Their winning project tackles the Urbana Fleet Fuel Management problem, which tries to find trends in gas station prices and vehicle fueling behaviors based on the fleet credit card transactions data regarding the fuel station, amount of fuel, vehicle ID, vehicle mileage, etc. In addition to answering questions about price and behavior, the project includes a dynamic route recommendation system that calculates the route between a start point and a destination, looks at all of the gas stations that are reachable along the route, and then recommends a gas station.
"The gas station recommendation can be optimized for the cost (i.e., it will recommend the gas station with the cheapest prices while taking into account the fuel lost by making a detour to the station) or for time (i.e., it will recommend the gas station that is fastest and cheapest to get to)," Dai explained. "Our team also built reusable, interactive dashboards for fleet manager monitoring the gas station prices and vehicle fueling behaviors in real time, which can save more time to make the best use of the data."

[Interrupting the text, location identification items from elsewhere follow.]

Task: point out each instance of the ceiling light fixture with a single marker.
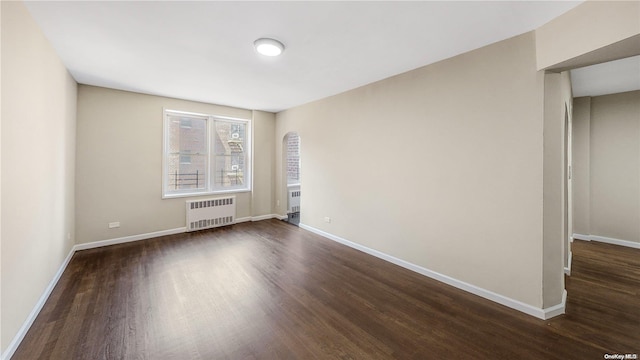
(268, 47)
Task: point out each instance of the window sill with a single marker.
(209, 193)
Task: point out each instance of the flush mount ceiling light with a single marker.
(268, 47)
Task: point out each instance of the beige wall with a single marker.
(262, 200)
(38, 159)
(581, 169)
(119, 163)
(593, 32)
(440, 167)
(612, 189)
(557, 101)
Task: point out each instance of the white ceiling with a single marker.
(203, 51)
(607, 78)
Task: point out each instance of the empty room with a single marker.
(320, 180)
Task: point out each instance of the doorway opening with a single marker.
(291, 146)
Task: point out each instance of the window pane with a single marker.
(230, 155)
(187, 153)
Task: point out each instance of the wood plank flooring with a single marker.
(269, 290)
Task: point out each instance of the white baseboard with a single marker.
(608, 240)
(581, 237)
(13, 345)
(259, 218)
(543, 314)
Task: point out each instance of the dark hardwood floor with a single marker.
(269, 290)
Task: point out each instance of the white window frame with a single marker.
(210, 128)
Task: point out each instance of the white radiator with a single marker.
(294, 200)
(210, 213)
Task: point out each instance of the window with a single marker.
(205, 154)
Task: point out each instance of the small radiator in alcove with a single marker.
(294, 201)
(210, 213)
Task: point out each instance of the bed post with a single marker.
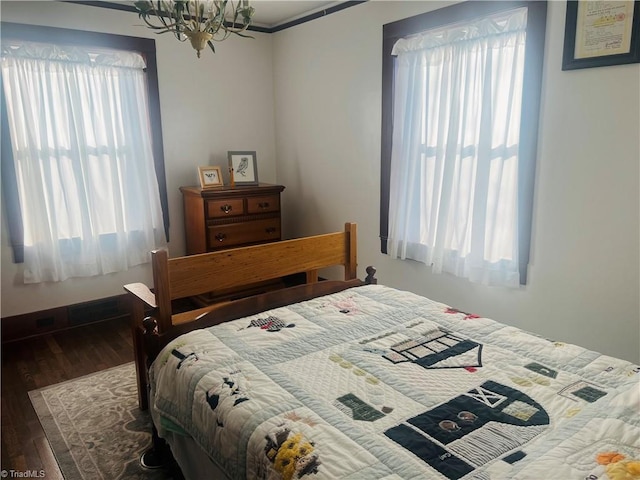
(371, 276)
(162, 288)
(158, 455)
(351, 265)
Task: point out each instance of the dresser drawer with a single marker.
(225, 236)
(225, 208)
(270, 203)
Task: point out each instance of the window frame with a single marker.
(533, 69)
(64, 36)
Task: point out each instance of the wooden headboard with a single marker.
(190, 276)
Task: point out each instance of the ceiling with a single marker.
(271, 13)
(268, 13)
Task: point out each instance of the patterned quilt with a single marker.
(376, 383)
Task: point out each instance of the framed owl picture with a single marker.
(210, 177)
(243, 168)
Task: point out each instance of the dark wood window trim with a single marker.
(534, 56)
(63, 36)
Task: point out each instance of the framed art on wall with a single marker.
(243, 168)
(599, 34)
(210, 177)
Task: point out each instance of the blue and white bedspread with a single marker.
(375, 383)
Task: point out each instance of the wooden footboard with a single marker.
(190, 276)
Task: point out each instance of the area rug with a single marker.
(95, 428)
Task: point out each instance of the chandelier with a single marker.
(201, 21)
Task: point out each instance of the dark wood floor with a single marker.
(46, 360)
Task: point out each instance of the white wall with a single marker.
(584, 277)
(220, 102)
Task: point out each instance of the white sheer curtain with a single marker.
(81, 144)
(454, 162)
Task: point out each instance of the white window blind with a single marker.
(81, 142)
(453, 198)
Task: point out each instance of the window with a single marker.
(461, 93)
(85, 159)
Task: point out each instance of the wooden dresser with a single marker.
(225, 217)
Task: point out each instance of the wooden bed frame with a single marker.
(154, 323)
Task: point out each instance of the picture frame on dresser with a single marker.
(243, 167)
(600, 35)
(210, 177)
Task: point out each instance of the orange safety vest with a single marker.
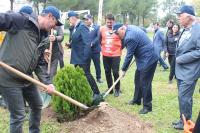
(110, 43)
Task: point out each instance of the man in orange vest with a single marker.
(111, 47)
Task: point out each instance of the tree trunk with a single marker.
(138, 20)
(143, 20)
(11, 4)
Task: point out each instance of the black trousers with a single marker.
(96, 61)
(111, 64)
(171, 59)
(197, 125)
(143, 86)
(61, 61)
(90, 78)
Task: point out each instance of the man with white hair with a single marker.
(187, 67)
(21, 49)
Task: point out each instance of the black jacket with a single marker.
(171, 42)
(20, 49)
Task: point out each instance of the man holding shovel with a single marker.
(139, 46)
(21, 50)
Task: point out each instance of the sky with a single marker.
(5, 4)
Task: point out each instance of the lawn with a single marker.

Dai expressed his gratitude to the iSchool for giving him the opportunity to learn new skills in information sciences and meet talented students with different backgrounds and skillsets.
"I really enjoyed the collaboration with our teammates during the whole process," he said. "Every one of us has an expertise in problem solving (coding, data analysis, business research, web development, etc.). It was really exciting to work together and make this great project!"